By reports, Her Majesty was notoriously frugal. “Newspapers are shredded for horse bedding, parcel string is reused, frayed sheets and dusters are darned,” the Sunday Times writes in regard to Buckingham Palace housekeeping.

Harry and Meghan were “cut off” and live off his inheritance from Princess Diana.

In the January 2020 announcement of their intention to step back from royal duties, Prince Harry and Meghan Markle stated a desire to “work to become financially independent.” In September 2020, Newsweek confirmed that Prince Harry was no longer receiving funds via the Duchy of Cornwall. That same month, the couple also announced that they’d paid back the £2.4 million in public money taken from the Sovereign Grant that was used to renovate their Windsor Home, Frogmore Cottage.

But in their sit-down interview with Oprah, Harry and Meghan revealed they’d actually stopped being paid in the first quarter of 2020—much earlier than discussions about their departure had led them to believe. “My family literally cut me off financially, and I had to afford security for us,” Harry said, voicing concerns for their son Archie’s safety without the security detail the royal family had revoked.

Harry said they’d been living off of his share of the inheritance his mother, Princess Diana, left to him and his brother William after her death in 1997. According to The Independent, after taxes, the half that Harry received upon turning 25 amounts to around $13 million USD. “Without that, we wouldn’t have been able to do this,” Harry said, suggesting their move to a new home in California was made possible thanks to those funds.

Harry and Meghan inked what’s believed to be a very lucrative Netflix deal, estimated to be worth between 100 and 240 million in U.S. dollars (the streaming platform hasn’t confirmed a sum). They also produce a podcast in a deal with Spotify, and Oprah and Harry produced a docuseries on mental health for Apple TV+. In August 2022, Markle launched her own podcast, Archetypes. Initially, “the Netflix and the Spotify of it all weren’t part of the plan,” Harry told Oprah in the interview.

These revenue streams are in addition to Markle’s own money from her previous career as an actress—in her days on the USA drama Suits, she earned a reported salary of about $450,000 in addition to endorsements and related income. While it’s an unconfirmed number, a February 2020 Forbes report estimated Harry and Meghan’s net worth at about $10 million.

Castles, stocks, and stamps.

The monarch has assets. Before her death, Elizabeth had a personal portfolio of investments and a sweet stamp collection, and also inherited Balmoral and Sandringham Estates from her father. The queen couldn’t hock a tiara or two if times got tough, however—she didn’t technically own the crown jewels, the royal residences, or most of the Royal Art Collections. In the event of her death, those were passed on to the next sovereign, King Charles.

And again, any income that trickles down to Elizabeth’s children and grandchildren from the Duchies is on top of their own inherited wealth.

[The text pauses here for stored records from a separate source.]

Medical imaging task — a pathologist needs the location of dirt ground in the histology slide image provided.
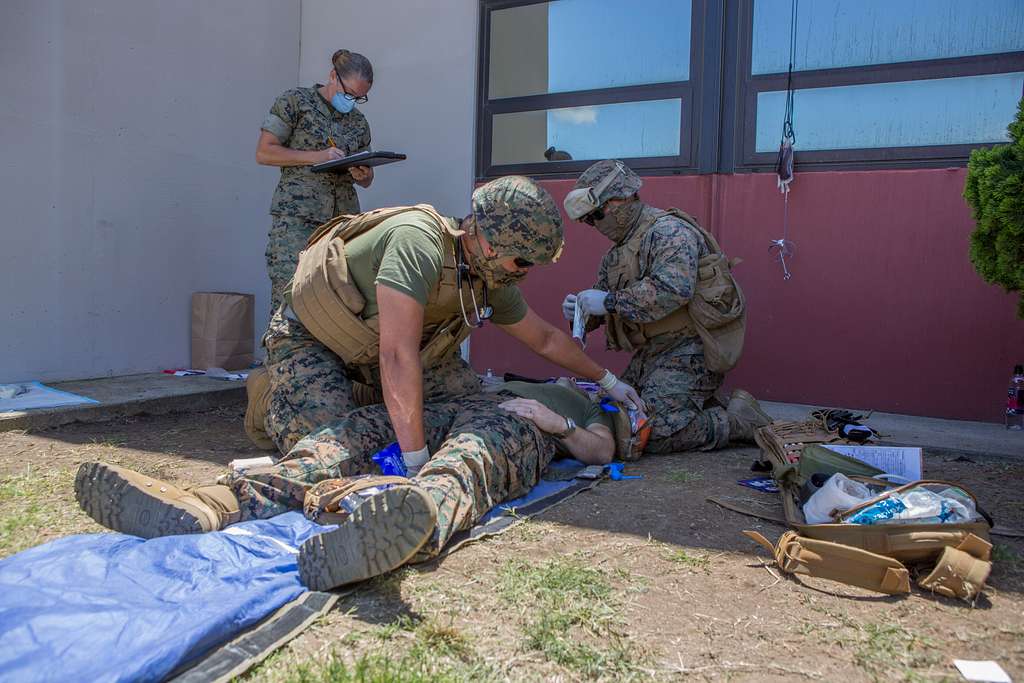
[0,405,1024,681]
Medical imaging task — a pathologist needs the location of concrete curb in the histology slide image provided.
[0,373,246,432]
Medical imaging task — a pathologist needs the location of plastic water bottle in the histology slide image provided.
[1007,366,1024,430]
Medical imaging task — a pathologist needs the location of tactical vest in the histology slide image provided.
[292,204,481,382]
[605,207,746,373]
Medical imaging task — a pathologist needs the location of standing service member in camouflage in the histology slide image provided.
[263,176,641,468]
[75,382,614,590]
[256,50,374,310]
[562,160,770,454]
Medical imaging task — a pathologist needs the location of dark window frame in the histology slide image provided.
[722,0,1024,172]
[475,0,1024,176]
[476,0,721,181]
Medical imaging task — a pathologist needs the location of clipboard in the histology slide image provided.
[311,152,406,173]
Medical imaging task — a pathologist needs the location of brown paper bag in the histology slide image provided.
[191,292,255,370]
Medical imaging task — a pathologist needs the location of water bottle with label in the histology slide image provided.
[1007,365,1024,430]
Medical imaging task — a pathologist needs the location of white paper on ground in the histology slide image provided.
[0,382,99,415]
[822,443,925,481]
[953,659,1013,683]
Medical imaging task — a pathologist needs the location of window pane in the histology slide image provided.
[488,0,690,99]
[757,72,1024,152]
[490,99,682,165]
[752,0,1024,74]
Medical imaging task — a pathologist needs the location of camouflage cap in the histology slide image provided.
[574,159,643,204]
[472,175,563,263]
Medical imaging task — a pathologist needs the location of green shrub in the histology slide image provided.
[964,99,1024,318]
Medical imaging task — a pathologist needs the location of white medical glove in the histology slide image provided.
[577,290,608,315]
[562,294,575,323]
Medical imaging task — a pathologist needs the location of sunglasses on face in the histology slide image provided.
[580,209,604,225]
[334,69,370,104]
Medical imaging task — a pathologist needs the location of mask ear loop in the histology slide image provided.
[588,161,626,211]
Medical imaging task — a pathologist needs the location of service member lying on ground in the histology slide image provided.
[75,382,614,590]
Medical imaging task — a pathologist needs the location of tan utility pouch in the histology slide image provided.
[245,367,278,451]
[292,204,455,366]
[302,474,416,524]
[743,531,910,595]
[748,423,990,598]
[644,209,746,373]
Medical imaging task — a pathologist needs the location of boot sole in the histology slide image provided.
[75,463,203,539]
[299,486,437,591]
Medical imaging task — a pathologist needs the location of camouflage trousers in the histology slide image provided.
[219,393,555,560]
[263,307,480,453]
[623,339,729,454]
[266,214,321,311]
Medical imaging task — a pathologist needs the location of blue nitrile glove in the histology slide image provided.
[604,463,643,481]
[373,441,409,477]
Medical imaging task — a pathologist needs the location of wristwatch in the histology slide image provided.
[552,418,577,438]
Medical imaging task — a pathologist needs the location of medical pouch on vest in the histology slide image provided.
[605,209,746,373]
[746,425,991,598]
[654,209,746,373]
[292,204,472,368]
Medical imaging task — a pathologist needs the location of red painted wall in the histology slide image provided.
[472,168,1024,422]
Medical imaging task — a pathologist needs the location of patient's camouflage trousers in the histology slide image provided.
[623,338,729,454]
[219,394,555,560]
[263,306,480,453]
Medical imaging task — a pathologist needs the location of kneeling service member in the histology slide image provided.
[75,382,614,590]
[263,176,642,468]
[562,160,771,454]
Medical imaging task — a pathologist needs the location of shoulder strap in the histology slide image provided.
[306,204,454,248]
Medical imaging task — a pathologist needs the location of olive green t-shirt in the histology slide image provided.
[345,212,526,325]
[502,382,612,429]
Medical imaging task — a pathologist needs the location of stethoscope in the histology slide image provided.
[454,239,495,328]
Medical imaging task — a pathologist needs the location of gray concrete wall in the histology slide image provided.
[299,0,479,215]
[0,0,299,382]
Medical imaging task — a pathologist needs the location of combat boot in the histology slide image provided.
[299,475,437,591]
[725,389,771,443]
[75,463,241,539]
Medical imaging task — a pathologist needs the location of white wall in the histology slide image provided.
[0,0,299,382]
[299,0,479,216]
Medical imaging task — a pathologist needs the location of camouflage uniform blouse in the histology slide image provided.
[260,84,370,222]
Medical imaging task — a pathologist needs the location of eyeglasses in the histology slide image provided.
[334,68,370,104]
[580,209,604,225]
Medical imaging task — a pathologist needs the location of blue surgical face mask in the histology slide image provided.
[331,92,355,114]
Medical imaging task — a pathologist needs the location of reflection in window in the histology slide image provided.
[490,99,682,165]
[488,0,691,99]
[757,73,1024,153]
[752,0,1024,74]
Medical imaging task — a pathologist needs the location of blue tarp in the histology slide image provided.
[0,459,582,683]
[0,512,325,683]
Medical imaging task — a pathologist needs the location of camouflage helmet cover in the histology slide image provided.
[472,175,563,264]
[573,159,643,205]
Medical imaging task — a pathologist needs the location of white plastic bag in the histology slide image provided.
[804,472,873,524]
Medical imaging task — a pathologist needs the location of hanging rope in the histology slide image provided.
[768,0,800,280]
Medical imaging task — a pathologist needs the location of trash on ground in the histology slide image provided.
[953,659,1013,683]
[736,477,778,494]
[824,443,925,483]
[0,382,99,415]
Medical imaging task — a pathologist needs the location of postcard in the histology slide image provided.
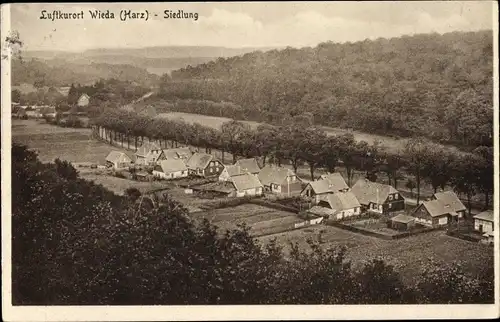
[1,1,500,321]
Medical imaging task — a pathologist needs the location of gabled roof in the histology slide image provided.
[231,173,262,191]
[474,210,494,222]
[321,172,349,192]
[433,191,465,211]
[325,191,361,211]
[163,147,193,159]
[259,166,295,186]
[351,179,398,205]
[135,142,160,157]
[391,214,415,224]
[106,151,132,163]
[226,165,243,177]
[186,152,214,170]
[422,199,457,217]
[234,158,260,174]
[157,159,187,173]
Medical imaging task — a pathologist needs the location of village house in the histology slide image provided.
[300,173,349,203]
[309,191,361,220]
[76,93,90,107]
[474,210,495,233]
[231,173,264,197]
[219,159,260,181]
[135,142,162,165]
[158,147,193,162]
[153,159,188,180]
[412,195,459,227]
[389,214,416,231]
[258,165,302,196]
[186,152,224,178]
[106,151,132,170]
[351,179,405,215]
[234,158,260,174]
[431,191,466,219]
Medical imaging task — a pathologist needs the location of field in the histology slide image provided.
[257,225,493,283]
[190,204,302,236]
[12,120,131,164]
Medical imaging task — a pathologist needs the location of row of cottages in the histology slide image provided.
[219,158,260,181]
[186,152,224,178]
[230,173,264,197]
[258,165,302,196]
[153,159,188,180]
[412,191,466,227]
[351,179,405,215]
[135,142,163,165]
[309,191,361,220]
[300,172,349,204]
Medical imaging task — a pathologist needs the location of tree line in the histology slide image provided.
[11,144,494,305]
[92,110,493,212]
[159,31,493,147]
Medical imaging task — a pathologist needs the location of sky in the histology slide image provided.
[7,1,494,51]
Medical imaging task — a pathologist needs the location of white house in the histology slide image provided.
[76,93,90,107]
[106,151,132,169]
[153,159,188,180]
[231,173,264,197]
[474,210,495,233]
[309,191,361,220]
[135,142,163,165]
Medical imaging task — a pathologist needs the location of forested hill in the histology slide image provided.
[161,31,493,145]
[12,59,159,87]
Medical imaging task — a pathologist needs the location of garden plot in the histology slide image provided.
[191,204,303,236]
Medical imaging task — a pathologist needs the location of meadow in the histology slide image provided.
[257,225,493,283]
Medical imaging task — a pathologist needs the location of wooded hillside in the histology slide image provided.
[160,31,493,146]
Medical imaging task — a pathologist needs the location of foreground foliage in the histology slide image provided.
[12,145,493,305]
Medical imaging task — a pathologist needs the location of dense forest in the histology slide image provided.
[11,144,494,305]
[155,31,493,147]
[12,58,158,88]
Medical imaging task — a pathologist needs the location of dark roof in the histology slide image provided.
[159,159,187,173]
[474,210,494,222]
[321,172,349,192]
[186,152,214,170]
[351,179,398,205]
[231,173,262,191]
[259,166,298,186]
[234,158,260,174]
[433,191,465,212]
[135,142,160,157]
[422,199,456,217]
[106,151,132,163]
[163,147,193,159]
[391,214,415,224]
[325,191,361,211]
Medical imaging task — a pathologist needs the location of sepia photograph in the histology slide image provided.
[1,1,500,321]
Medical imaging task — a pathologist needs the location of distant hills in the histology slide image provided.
[23,46,282,75]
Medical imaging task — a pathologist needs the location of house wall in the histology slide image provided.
[412,205,434,227]
[202,160,225,177]
[153,170,188,180]
[277,181,302,195]
[474,218,494,233]
[219,168,230,182]
[330,207,361,220]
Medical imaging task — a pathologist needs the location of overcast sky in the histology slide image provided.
[11,1,494,51]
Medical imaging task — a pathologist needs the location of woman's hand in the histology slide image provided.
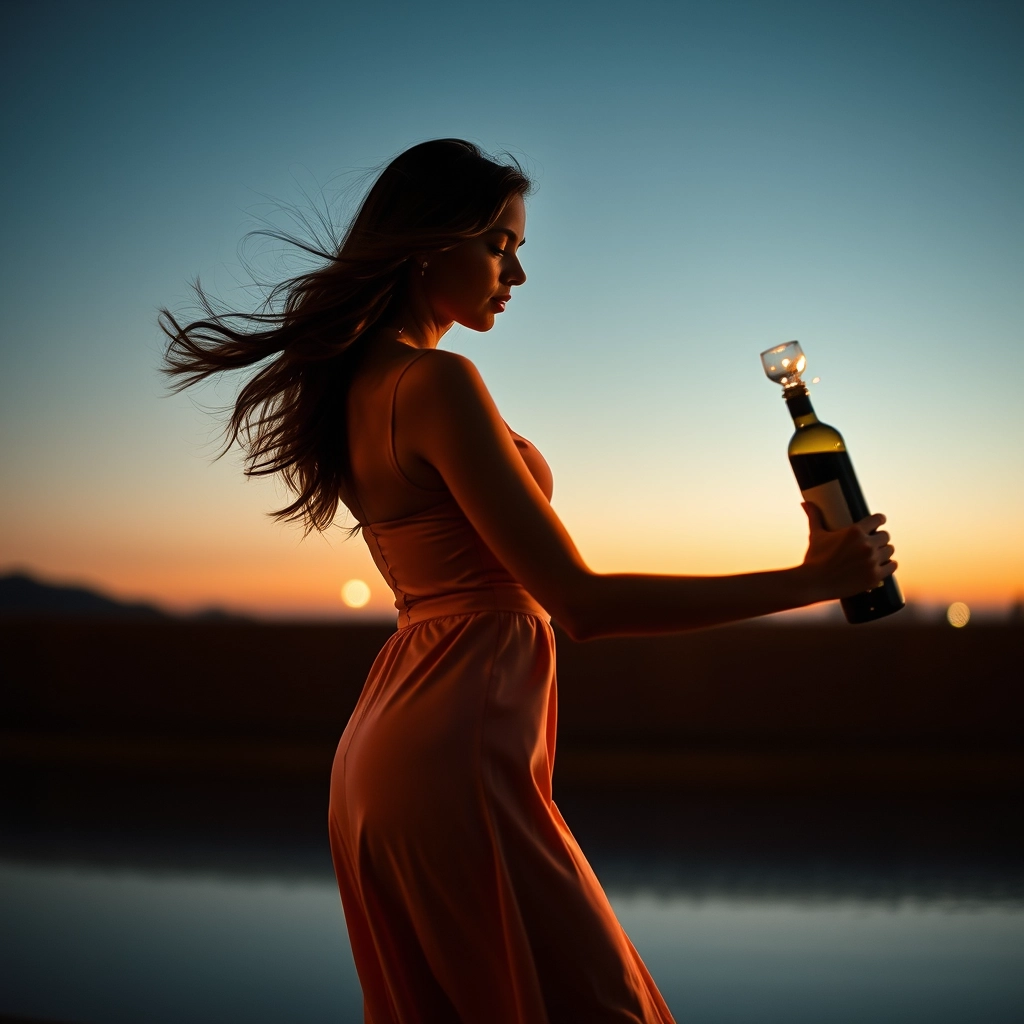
[801,502,896,601]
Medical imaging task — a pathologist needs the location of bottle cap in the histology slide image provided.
[761,341,807,388]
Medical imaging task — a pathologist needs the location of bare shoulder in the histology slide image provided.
[402,348,490,408]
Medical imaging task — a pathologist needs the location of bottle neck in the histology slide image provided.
[782,384,818,430]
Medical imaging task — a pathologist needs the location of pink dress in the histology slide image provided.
[330,354,673,1024]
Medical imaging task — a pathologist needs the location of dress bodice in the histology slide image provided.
[353,350,552,628]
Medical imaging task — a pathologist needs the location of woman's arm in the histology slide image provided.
[395,350,896,640]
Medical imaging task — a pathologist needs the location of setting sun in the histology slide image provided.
[341,580,370,608]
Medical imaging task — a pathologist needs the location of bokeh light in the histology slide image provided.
[341,580,370,608]
[946,601,971,630]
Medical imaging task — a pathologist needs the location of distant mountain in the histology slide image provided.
[0,572,242,621]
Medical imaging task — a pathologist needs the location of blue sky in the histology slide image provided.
[0,2,1024,614]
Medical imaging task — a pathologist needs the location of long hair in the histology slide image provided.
[159,138,531,534]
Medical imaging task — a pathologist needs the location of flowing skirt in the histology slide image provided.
[330,611,672,1024]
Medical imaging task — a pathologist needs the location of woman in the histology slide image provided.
[162,139,895,1024]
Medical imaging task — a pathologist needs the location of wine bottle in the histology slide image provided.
[761,341,906,623]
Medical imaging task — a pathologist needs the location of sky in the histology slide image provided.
[0,0,1024,618]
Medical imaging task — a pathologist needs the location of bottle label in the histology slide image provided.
[801,480,853,529]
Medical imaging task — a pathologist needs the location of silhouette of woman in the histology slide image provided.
[161,139,895,1024]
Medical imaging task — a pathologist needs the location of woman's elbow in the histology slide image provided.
[550,593,605,643]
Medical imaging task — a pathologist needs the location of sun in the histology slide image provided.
[341,580,370,608]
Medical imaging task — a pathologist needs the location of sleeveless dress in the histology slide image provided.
[330,354,673,1024]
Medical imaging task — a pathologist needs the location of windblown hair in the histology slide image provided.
[159,138,531,534]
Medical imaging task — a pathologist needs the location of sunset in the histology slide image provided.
[0,4,1024,618]
[0,0,1024,1024]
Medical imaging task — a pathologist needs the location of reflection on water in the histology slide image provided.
[0,785,1024,1024]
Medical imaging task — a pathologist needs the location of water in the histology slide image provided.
[0,778,1024,1024]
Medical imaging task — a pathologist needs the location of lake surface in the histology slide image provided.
[0,785,1024,1024]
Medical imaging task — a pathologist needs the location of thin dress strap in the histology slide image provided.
[387,348,446,495]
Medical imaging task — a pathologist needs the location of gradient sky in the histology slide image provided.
[0,0,1024,615]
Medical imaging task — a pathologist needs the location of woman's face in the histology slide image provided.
[421,196,526,331]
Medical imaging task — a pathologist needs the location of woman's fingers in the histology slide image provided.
[857,512,886,534]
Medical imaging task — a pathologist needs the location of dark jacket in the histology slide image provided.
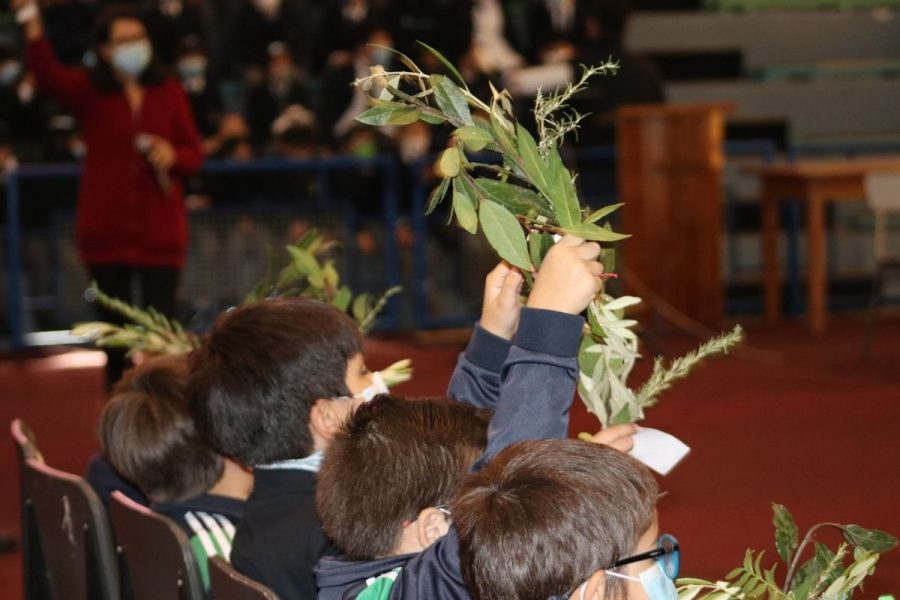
[316,308,584,600]
[231,318,510,600]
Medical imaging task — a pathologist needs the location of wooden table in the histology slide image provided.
[753,156,900,333]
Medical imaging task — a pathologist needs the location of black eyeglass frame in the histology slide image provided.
[613,533,680,579]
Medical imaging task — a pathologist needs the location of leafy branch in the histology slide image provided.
[354,44,741,425]
[534,60,619,160]
[71,229,411,354]
[678,504,897,600]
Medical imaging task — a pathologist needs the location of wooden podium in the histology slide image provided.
[616,104,733,327]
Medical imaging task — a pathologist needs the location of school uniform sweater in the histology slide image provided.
[316,308,584,600]
[231,318,510,600]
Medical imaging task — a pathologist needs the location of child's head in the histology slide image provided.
[452,440,674,600]
[316,396,490,560]
[189,298,372,466]
[100,355,223,502]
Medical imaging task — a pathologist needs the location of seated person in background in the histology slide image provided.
[316,237,633,600]
[100,355,253,589]
[190,245,600,598]
[452,440,678,600]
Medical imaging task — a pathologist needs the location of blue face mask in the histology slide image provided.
[112,40,153,77]
[604,563,678,600]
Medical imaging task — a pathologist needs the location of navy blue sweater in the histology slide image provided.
[316,308,584,600]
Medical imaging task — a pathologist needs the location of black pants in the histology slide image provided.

Does the monarch pay taxes?

Before her death, the queen voluntarily paid income tax and capital gains tax since 1992; any income received from the Duchy of Lancaster that doesn’t go to official expenses was taxed as well. She was subject to Value Added Tax also voluntarily paid local taxes.

What does paying the royals cost British taxpayers?

Out of pocket? Honestly, not much—collectively, that is. In 2018, it cost each average British taxpayer about 65 pence a year, according to Fast Company. So less than a dollar. Even with the cost spiking by 41 percent in 2019, per Business Insider, the individual taxpayer still pays cup-of-coffee money. An artisanal, organic cup of coffee.